IGNACIO CAMACHO-ABC

  • Azorín no enseña el arte de escribir sino la técnica. El proceso lingüístico que ordena la sintaxis y estructura las ideas

Para un escritor, Azorín es el aprendizaje. Un texto suyo equivale a un curso de escritura; su obra completa, a un doctorado o una carrera. Azorín no enseña el arte de escribir, que depende de la imaginación y del talento de cada autor, pero inicia en la técnica. La puntuación exacta, la pausa, el adjetivo cabal, la frase corta como preciso mecanismo de la relojería del idioma. A veces, sus páginas parecen cuadros, escenas donde el tiempo queda fijado con una claridad pictórica. Más descriptivo que narrativo, parte de la anotación minuciosa; el paisaje, el ambiente, los detalles, las personas. Su prosa es la mejor receta contra el pánico al folio en blanco; si no sabes por dónde empezar, mira alrededor, fija el marco en un bastidor mental y deja que el proceso mismo de la escritura te vaya guiando por su mapa mágico. El método ordenará el lenguaje y más tarde, al cabo de los años, aunque creas haberlo olvidado, brotará desde dentro como un impulso espontáneo que ya podrás encauzar según tu propio gusto literario.

Azorín es también el estilo. O mejor dicho, la voluntad de estilo. La estructura que organiza la expresión escrita a través del ritmo de una partitura lingüística de registros limpios, sencillos, enjutos, sucintos. Umbral, siempre iconoclasta, dijo aquella crueldad de que el párrafo corto servía para disimular ideas cortas, pero él mismo adaptó y adoptó las series adjetivales azorinianas, la yuxtaposición de tres, cuatro, hasta cinco calificativos. (Ambos, por cierto, son novelistas de aliento corto y alcanzan más brillo en la pincelada ensayística o en esa síntesis de pensamiento urgente que es el artículo).
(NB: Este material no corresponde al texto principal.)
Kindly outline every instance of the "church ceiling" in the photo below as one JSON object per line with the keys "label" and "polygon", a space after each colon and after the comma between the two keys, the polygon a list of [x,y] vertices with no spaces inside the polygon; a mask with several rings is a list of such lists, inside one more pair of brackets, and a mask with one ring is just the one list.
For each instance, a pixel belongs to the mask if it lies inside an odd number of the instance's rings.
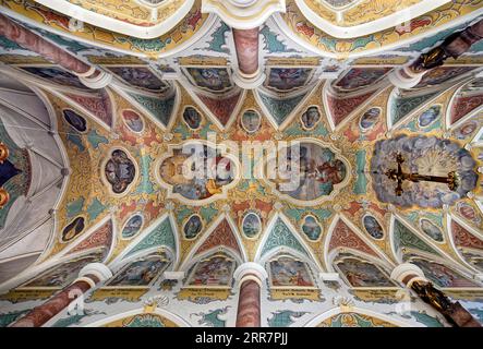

Un día, el maestro alicantino le recomendó a un joven Manolo Alcántara que se formase leyendo diccionarios. Era su forma de señalar el conocimiento de las palabras, su etimología, sus connotaciones, sus misterios, su significado, como herramienta secreta del aspirante a literato. Hay pasajes de ‘Los pueblos’ que parecen construidos con fichas de léxico agrario.

A mi padre, que me lo hizo leer de adolescente a modo de entrenamiento de la sintaxis, le atraía su aticismo, su elegancia estilística y personal simbolizada en el legendario paraguas rojo de ‘dandy’. También el itinerario ideológico desde el vago anarquismo juvenil hasta el conservadurismo remansado de las Terceras de ABC y otros escritos crepusculares. Entre medias queda la lucidez de un regeneracionismo sin dogmas, la intuición crítica para atisbar en el colapso del 98 un punto de inflexión histórica y en el alma castellana un trasunto de la esencia española. Su perspectiva minimalista, su mirada de ‘flâneur’ melancólico y algo quijotesco constituyen, con intención o sin ella, una propuesta de periodismo moderno: la realidad desnuda transmitida con un fraseo quirúrgico, seco, sin concesiones retóricas, escueto, directo. En el principio fue el verbo.